PCA, perchloric acid stabilising solution; MPA, meta-phosphoric acid stabilising solution.

b

CL-EIA, DPC Inc., Immunlite 2000 Solid phase competitive Chemiluminescent Enzymatic Immunoassay; DNPH, dinitrophenyl hydrazine; EDTA, ethylenediamine tetraacetic acid; FSH, follicle-stimulating hormone; GC-MS, gas chromatograph-mass spectrometry; GPx, glutathione peroxidase; GSHR, glutathione reductase; hsCRP, high sensitivity C-reactive protein; LH, lutinising hormone; NMR, nuclear magnetic resonance spectroscopy; PON, paraoxinase; SHBG, sex hormone binding globulin; SOD, superoxide dismutase; TBARS, thiobarbituric acid reactive substances.

c

UB, Dr Richard Browne, University at Buffalo, Buffalo NY; Kaleida Health Laboratories, Buffalo NY; U Minn, Dr Myron Gross, University of Minnesota, Minneapolis, MN; Liposicence, Raleigh, NC; Gainesville, Dr Chegini, U Florida, Gainesville, FL. Note blood draw order was: 15 mL red, 10 mL lavender, 4 mL green, 10 mL lavender, 10 mL red.

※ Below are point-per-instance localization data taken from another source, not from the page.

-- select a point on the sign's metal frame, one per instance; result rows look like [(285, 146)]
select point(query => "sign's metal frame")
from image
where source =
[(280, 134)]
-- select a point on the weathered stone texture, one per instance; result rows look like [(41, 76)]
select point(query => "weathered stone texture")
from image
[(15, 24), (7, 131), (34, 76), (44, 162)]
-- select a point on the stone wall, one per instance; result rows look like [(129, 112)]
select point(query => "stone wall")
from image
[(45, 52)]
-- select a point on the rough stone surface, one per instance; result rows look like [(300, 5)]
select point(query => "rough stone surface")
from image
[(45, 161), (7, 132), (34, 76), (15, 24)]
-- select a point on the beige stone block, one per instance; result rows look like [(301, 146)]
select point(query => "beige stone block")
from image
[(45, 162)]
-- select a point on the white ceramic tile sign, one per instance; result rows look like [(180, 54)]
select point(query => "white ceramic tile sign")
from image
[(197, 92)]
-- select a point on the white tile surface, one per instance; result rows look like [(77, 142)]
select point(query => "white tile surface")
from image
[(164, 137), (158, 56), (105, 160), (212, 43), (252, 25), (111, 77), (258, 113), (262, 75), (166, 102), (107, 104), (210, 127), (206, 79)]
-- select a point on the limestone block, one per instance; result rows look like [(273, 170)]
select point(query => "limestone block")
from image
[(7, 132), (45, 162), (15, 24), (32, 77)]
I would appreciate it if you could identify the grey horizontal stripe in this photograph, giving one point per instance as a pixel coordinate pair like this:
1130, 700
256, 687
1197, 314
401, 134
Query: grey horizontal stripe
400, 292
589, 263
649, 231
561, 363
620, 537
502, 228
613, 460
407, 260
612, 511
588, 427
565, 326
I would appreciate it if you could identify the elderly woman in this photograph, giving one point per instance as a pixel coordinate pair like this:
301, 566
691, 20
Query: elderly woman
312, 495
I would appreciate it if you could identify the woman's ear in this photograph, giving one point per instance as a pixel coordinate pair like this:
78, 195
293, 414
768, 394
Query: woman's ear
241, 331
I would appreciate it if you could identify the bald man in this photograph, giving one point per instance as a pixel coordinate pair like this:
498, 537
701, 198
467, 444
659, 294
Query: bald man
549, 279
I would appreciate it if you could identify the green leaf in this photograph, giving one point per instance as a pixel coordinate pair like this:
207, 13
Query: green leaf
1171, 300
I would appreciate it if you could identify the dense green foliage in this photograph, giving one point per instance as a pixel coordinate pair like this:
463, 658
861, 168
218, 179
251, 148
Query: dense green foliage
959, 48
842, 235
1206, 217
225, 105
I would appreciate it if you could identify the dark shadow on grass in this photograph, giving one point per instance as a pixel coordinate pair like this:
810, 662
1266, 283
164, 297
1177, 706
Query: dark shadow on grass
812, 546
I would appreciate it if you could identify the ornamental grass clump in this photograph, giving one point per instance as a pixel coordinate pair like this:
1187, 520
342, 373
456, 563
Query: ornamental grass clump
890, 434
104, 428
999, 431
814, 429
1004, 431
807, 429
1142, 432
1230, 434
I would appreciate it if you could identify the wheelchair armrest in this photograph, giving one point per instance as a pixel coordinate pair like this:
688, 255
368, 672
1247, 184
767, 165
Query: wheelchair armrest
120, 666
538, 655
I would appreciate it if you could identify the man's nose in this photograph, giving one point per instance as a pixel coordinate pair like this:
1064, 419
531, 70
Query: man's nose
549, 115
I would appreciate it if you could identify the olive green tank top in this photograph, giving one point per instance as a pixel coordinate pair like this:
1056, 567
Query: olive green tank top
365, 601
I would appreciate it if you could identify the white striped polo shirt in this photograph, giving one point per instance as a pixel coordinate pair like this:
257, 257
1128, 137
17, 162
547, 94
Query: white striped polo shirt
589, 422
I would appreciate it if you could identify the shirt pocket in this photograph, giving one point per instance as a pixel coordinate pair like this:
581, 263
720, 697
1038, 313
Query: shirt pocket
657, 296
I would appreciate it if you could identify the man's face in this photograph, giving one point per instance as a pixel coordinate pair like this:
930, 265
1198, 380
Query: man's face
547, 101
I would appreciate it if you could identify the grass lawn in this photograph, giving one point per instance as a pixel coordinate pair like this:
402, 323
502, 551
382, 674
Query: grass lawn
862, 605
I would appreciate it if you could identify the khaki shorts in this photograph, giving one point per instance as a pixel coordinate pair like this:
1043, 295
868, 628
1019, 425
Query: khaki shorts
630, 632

Plasma free F2-8-isoprostanes were measured with a gas chromatography–mass spectrometry-based method27 by the Molecular Epidemiology and Bio-marker Research Laboratory at the University of Minnesota (Minneapolis, MN).

Data management procedures

Databases for information collected were developed in Microsoft® Access. Data entry screens were created to mimic the study forms in order to create a flow for data entry personnel. Tight validation rules and referential integrity were applied to our entry forms to ensure further accurate data entry. Coding of variables was contained in the questionnaire in most instances. In addition, the Access database included variable tables and numeric codes. For all physical measures, questionnaires and laboratory results initially recorded on paper, 100% double entry was performed, and macros were created that produced discrepancy reports in Access. If discrepancies were found, data entry personnel reviewed hard copy records and made corrections. Personal identifiers were maintained in a separate database from the study data, and all data collection was carried out using a unique study ID. A second unique study ID was used for laboratory samples. The laboratory ID and study ID could be linked for data analysis purposes. Data were stored on a secure network server. Data from all sources were converted to SAS® data sets (SAS version 9.1, SAS Institute, Cary, NC, USA).

Results

A total of 969 women inquired about the study. Sources of recruitment were recorded. A total of 24.6% of our callers reported that they learned about the study through flyers placed throughout the region. Other sources included electronic mailing lists (8.6%) and advertisements (10.5%). By far the largest source of referrals (47.5%) came from friends or family members who knew about the study or were current study participants. Only three sets of first degree relatives were enrolled (one set of sisters; two mothers/daughters). As a result, we frequently reminded participants to tell their friends and families about the study. Women recruited early in the study (8.4%) were not asked how they heard about it; however, during this time advertisements, electronic mailing lists and word of mouth were the most used methods. Of the 259 who completed at least one cycle in the study, the source of recruitment was through friend or family referral (46.8%), flyer (31.2%), news advertisements (11.6%), email (8.4%) or hearing about the study at a talk (0.4%). Source of referral was unknown for 1.6% of the participants.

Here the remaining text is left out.